GitHub - ymhzyj/UMMAFormer: [ACM MM'23] UMMAFormer: A Universal Multimodal-adaptive Transformer Framework For Temporal Forgery Localization

[ACM MM'23] UMMAFormer: A Universal Multimodal-adaptive Transformer Framework For Temporal Forgery Localization

Rui Zhang Hongxia wang Mingshan Du Hanqing Liu Yang Zhou Qiang Zeng

School of Cyber Science and Engineering, Sichuan University

Temporal Video Inpainting Localization(TVIL) dataset and pytorch training/validation code for UMMAFormer. This is the official repository of our Work accepted to ACM MM'23. If you have any question, please contact zhangrui1997[at]stu.scu.edu.cn. The paper can be found in arxiv.

Overview of UMMAFormer

Abstract

The emergence of artificial intelligence-generated content~(AIGC) has raised concerns about the authenticity of multimedia content in various fields.

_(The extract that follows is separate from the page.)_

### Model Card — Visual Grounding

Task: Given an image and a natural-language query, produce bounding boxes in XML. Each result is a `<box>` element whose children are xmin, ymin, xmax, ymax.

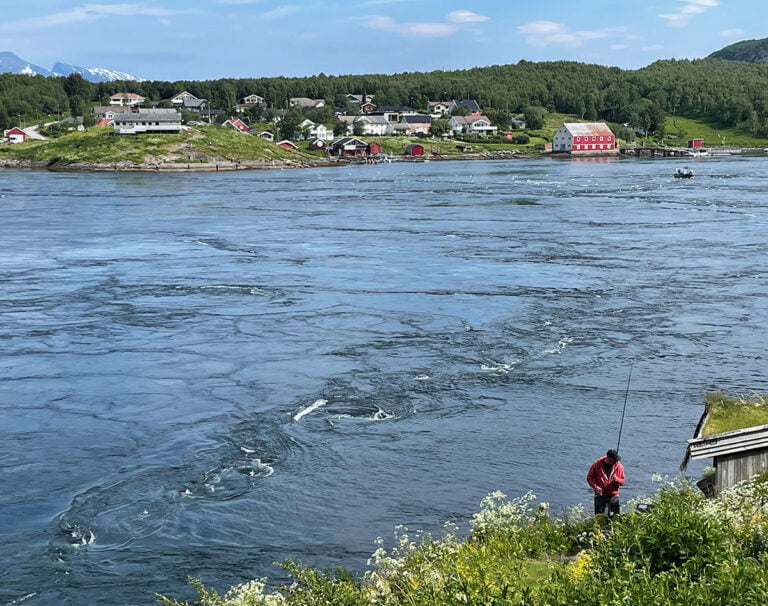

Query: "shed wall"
<box><xmin>715</xmin><ymin>448</ymin><xmax>768</xmax><ymax>492</ymax></box>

Existing research has limitations and is not widely used in industrial settings, as it is only focused on binary classification tasks of complete videos. We propose a novel universal transformer framework for temporal forgery localization (TFL) called UMMAFormer, which predicts forgery segments with multimodal adaptation. We also propose a Temporal Feature Abnormal Attention (TFAA) module based on temporal feature reconstruction to enhance the detection of temporal differences. In addition, we introduce a parallel cross-attention feature pyramid network (PCA-FPN) to optimize the Feature Pyramid Network (FPN) for subtle feature enhancement. To address the lack of available datasets, we introduce a novel temporal video inpainting localization (TVIL) dataset that is specifically tailored for video inpainting scenes. Our experiments demonstrate that our proposed method achieves state-of-the-art performance on benchmark datasets, Lav-DF, TVIL, Psynd surpassing the previous best results significantly.

Movitation of UMMAFormer

TVIL dataset

a. Data Download

If you need the TVIL dataset for academic purposes, please download the full data from BaiduYun Disk (8tj1) or OneDrive.

b. Data Sources

The raw data is coming from Youtube VOS 2018.

c. Inpainting Methods

We use four different video inpainting methods to create new videos. They are E2FGVI, FGT, FuseFormer, and STTN, respectively. We used XMEM to generate the inpainting mask.

d. Feature Extract

We also provided TSN features (code：8tj1) as used in the paper, specifically extracted by mmaction2==0.24.1.

Code

Requirements

Linux
Python 3.5+
PyTorch 1.11
TensorBoard
CUDA 11.0+
GCC 4.9+
NumPy 1.11+
PyYaml
Pandas
h5py
joblib

Compilation

Part of NMS is implemented in C++. The code can be compiled by

cd ./libs/utils
python setup.py install --user
cd ../..

The code should be recompiled every time you update PyTorch.

To Reproduce Our Results

Download Features and Annotations We provided the following features and annotations for download:

annotations and features of Lav-DF from BaiduYun (code：k6jq)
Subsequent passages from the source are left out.